Ok, I will "DO IT!!!" This list says more about your prejudices than it does about anyone's driving. In fact, you might as well have written "People who aren't me" and left it at that.


----------



## BLinky (Jul 3, 2009)

Spandex said:


> graTT58 said:
> 
> 
> > ScoobyTT said:
> ...


minis have DRLs that look like dead dim foggies.


----------



## swfblade (Apr 24, 2007)

Fair enough then,....

I HATE people that aren't me.


----------



## BLinky (Jul 3, 2009)

swfblade said:


> Fair enough then,....
> 
> I HATE people that aren't me.


I can like/dislike people who arent me, tho mostly hate. I especially hate people who arent me but is trying to be me badly. 
but then i'm a complete dickhead.
anyways back on topic:

hate: 40mph on a perfectly fine 60mph straight 1mil road with perfect weather and 600yards of traffic behind.
also hate: the cars immediately behind the 40mph driver for not having the ability to overtake to make my life a little easier.

also hate you you and you.


----------



## Gone (May 5, 2009)

Hate the sour faced old bag who refused to let the shiny "sports car" merge in turn like all the other traffic at the end of the dual carriageway this evening, and instead decided to drive right up against the car so the mirrors almost touched;

Hate the twat in the red BMW 330 coupe who "raced" me all the way up the M4 from J5 to J2 in heavy 40-50 mph traffic, constantly undertaking and cutting into lane 2 with inches to spare time and again;

Hate the Scooby driver who couldn't decide which lane to be in at the Chiswick roundabout despite some of the clearest road markings I've ever seen;

Hate the 3 other drivers who also couldn't figure it out, or were just trying to be clever.

Hate the fucking bus that did not give way to oncoming traffic, but pulled out to pass a parked car directly into the path of it.

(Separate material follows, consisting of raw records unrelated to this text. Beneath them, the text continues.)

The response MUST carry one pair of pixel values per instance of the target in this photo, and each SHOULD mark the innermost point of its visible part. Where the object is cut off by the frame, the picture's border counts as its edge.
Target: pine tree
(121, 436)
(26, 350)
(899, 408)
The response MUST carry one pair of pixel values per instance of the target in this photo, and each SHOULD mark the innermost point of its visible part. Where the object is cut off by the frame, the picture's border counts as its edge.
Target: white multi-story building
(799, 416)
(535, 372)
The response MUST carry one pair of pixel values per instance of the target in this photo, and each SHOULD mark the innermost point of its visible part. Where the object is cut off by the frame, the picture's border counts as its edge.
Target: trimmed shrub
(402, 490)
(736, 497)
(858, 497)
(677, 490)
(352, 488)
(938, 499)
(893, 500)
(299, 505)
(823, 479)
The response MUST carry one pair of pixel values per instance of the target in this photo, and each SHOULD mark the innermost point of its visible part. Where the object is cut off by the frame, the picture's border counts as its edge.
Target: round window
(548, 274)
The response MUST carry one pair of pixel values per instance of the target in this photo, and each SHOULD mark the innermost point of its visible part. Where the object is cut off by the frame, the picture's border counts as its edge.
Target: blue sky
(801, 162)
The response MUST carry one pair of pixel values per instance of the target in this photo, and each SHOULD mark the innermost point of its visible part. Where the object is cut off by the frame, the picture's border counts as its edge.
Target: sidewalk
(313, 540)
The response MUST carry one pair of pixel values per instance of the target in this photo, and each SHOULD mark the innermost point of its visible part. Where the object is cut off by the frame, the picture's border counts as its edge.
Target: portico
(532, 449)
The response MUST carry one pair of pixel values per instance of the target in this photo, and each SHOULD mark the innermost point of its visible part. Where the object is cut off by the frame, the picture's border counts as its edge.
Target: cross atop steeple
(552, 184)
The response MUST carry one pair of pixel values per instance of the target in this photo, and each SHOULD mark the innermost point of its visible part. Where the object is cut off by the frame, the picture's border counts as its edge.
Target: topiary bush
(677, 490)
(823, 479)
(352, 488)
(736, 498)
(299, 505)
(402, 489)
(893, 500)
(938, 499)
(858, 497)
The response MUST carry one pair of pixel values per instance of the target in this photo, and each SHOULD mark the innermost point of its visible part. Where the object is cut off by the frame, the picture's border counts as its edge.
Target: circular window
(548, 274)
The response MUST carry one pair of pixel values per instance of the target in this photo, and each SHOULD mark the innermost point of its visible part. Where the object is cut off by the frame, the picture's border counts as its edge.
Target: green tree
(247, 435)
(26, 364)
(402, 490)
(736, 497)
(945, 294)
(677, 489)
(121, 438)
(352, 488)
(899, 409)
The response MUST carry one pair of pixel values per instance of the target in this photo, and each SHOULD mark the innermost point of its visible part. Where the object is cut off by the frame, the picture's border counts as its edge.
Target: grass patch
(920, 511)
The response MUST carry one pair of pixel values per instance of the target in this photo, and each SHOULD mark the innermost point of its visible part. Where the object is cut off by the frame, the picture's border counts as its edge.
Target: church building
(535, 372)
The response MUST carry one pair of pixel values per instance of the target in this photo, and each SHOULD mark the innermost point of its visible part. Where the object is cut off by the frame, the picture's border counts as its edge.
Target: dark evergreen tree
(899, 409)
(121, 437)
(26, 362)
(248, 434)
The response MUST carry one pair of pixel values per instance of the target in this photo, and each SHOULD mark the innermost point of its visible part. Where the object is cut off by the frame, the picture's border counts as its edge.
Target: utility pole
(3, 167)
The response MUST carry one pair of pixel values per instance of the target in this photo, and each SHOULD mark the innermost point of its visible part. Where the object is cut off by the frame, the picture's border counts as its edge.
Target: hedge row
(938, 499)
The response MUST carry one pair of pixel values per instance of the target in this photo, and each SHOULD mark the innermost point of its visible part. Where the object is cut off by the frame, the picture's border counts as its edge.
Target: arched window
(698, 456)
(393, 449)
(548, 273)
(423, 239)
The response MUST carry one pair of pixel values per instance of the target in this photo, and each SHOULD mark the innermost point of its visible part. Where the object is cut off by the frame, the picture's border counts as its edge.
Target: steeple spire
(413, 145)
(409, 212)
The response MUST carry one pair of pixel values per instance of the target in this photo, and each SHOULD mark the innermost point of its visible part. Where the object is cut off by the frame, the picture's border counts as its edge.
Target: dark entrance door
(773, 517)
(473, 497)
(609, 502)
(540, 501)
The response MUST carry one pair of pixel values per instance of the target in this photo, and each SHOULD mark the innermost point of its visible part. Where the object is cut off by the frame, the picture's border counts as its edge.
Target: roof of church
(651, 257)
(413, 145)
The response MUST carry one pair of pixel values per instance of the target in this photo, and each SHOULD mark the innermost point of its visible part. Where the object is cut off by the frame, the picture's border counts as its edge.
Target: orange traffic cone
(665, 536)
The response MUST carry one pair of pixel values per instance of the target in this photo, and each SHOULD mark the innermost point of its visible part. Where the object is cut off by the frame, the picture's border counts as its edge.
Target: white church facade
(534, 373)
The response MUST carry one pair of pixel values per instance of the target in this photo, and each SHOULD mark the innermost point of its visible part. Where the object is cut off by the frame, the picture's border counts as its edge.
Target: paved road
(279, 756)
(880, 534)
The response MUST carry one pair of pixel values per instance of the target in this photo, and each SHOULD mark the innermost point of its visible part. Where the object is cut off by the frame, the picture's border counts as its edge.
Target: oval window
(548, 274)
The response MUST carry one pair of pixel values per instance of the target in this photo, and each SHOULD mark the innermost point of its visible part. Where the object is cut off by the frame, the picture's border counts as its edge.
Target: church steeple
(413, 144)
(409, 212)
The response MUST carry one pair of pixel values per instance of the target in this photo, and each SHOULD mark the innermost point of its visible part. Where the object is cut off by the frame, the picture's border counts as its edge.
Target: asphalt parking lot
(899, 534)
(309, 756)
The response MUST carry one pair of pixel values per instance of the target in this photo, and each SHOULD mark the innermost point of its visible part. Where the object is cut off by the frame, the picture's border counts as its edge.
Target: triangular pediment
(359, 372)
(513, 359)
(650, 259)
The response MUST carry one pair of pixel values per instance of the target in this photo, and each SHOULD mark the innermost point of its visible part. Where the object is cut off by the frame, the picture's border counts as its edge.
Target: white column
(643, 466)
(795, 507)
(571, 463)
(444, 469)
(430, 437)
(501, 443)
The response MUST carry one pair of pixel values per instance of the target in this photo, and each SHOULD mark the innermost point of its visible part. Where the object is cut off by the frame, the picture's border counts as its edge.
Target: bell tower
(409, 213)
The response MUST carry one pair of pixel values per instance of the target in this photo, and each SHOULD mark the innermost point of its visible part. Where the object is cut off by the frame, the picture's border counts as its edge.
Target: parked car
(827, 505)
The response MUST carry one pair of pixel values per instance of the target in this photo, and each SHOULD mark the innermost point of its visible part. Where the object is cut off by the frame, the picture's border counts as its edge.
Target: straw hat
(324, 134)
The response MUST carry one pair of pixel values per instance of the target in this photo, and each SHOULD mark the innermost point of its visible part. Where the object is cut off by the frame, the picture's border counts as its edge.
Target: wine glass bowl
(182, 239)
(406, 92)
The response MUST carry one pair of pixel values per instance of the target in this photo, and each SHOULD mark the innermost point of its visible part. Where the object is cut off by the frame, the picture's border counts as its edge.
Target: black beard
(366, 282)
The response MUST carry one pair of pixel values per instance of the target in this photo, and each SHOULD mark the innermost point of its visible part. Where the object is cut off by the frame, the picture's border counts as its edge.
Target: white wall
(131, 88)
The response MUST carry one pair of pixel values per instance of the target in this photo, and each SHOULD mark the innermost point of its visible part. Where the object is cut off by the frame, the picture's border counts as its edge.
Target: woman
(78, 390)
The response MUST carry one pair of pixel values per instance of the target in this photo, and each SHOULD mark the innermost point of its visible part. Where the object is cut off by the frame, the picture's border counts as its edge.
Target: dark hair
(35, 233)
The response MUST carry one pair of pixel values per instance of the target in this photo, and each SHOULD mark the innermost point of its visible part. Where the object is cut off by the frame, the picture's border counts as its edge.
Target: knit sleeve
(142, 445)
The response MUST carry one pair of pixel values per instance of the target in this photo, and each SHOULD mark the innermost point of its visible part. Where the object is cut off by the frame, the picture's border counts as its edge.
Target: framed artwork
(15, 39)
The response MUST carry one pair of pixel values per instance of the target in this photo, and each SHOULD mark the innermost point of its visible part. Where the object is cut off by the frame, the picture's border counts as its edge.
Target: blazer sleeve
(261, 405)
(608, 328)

Hate the Smart car that has squeezed itself into the tiny space left behind the TT and the end of the row of parking bays, leaving me no room to get out in the morning.

[smiley=bomb.gif]


----------



## BLinky (Jul 3, 2009)

I here from someone cough, that theres a design "fault"/weakness with the exhaust when and if heavily impacted by object such as someones foot at high velocity, car becomes disabled after exhaust rests on antiroll bar, do please take care near smart for2s.


----------



## Dash (Oct 5, 2008)

I'm too much of a goodie to try, but ooo I really wanna


----------



## Gone (May 5, 2009)

At least if it was a G whiz I could pick the bastard up and move it.


----------



## Mark Davies (Apr 10, 2007)

I could talk endlessly about the generally poor standards of driving on UK roads. I'm going to have to prioritise!

What really annoys me is people standing on their foot brakes at traffic lights. What is that about? It makes no sense at all. It's actually less effort to reach down and pull your hand brake on and then relax than it is to sit for a minute or more pressing the brake pedal! I even see people doing it on flat roads where the car would sit still all on its own with no effort at all. And of course, more often than not, one of their brake lights isn't working because, of course, it has been burnt out by them constantly pressing the brake pedal at traffic lights! Laziness I can understand - laziness that actually requires more effort is just rank stupidity.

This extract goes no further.